Some checklists have been produced to discuss how FAIR research data are and what measures can be taken to improve FAIRness. For example, a quick and basic checklist (by Cornell University) below to see if your data files support the FAIR Data Principles. They also provide additional tips on how to prepare your data.
Dataset/Files
☐ Your dataset should be open (if available).
☐ Your dataset should have a DOI.
☐ All files should be in open formats.
☐ Your data should be discoverable through an open search protocol (for example, via Google).
Metadata
☐ The metadata should include useful disciplinary notation and terminology.
☐ The metadata should include machine-readable standards where available (e.g. ORCIDs (for authors and/or data contributors)).
☐ Provide a citation format for the data.
☐ Indicate any terms of use clearly.
☐ The metadata exportable should be in a machine-readable structured text-based format (e.g., XML, JSON).

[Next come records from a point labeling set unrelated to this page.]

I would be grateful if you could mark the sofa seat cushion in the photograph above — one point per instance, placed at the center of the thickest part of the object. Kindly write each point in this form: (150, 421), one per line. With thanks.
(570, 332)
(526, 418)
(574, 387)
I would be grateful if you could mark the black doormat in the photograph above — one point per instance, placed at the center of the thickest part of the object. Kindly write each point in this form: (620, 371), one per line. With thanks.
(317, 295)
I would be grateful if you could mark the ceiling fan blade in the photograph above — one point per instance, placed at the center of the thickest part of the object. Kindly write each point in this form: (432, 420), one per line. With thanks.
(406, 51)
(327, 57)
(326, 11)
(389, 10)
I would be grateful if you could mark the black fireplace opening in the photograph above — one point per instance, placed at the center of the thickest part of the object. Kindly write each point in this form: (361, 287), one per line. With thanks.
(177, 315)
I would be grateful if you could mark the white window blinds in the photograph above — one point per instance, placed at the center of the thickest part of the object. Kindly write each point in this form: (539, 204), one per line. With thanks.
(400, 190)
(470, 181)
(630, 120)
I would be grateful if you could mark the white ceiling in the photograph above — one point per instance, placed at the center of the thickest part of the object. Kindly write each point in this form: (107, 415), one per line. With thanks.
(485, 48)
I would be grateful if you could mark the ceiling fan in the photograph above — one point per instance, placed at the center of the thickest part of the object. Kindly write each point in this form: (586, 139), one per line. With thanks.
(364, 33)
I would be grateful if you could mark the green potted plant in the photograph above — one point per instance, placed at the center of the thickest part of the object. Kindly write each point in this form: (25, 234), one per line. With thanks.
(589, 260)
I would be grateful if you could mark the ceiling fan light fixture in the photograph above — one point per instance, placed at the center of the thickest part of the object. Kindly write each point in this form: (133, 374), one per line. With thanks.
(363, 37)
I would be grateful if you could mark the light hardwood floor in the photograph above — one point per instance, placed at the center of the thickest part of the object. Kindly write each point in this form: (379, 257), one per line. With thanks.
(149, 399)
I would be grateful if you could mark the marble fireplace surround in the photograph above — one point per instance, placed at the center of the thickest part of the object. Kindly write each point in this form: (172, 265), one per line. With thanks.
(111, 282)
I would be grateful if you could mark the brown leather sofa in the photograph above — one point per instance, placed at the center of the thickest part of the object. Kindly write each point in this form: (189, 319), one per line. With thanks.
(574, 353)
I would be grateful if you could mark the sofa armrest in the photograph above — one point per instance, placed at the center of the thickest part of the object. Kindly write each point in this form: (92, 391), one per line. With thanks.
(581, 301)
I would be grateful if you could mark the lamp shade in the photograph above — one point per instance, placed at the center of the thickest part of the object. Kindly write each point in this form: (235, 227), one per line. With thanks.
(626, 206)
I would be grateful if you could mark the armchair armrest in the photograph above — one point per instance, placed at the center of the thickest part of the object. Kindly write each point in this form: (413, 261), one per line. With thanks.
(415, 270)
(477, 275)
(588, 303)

Tips for Preparing Your Data for Sharing
Preparing your data files:
☐ You should include raw or processed data or both, depending on what is most useful or common in a discipline.
☐ Your file formats should be common and open.
☐ Organize the files logically according to your project.
Documenting your data and files:
☐ Describe methods of data collection and file structures.
☐ Reference articles and include ORCIDs of all data contributors.
Depositing your data in a repository:
☐ Zip up all files into one package or dataset.
☐ Select a well-known data repository and upload your data.
☐ Make sure the repository provides a DOI to access and re-use the data.
☐ Provide a license attribution for your data, so users can easily copy and attribute.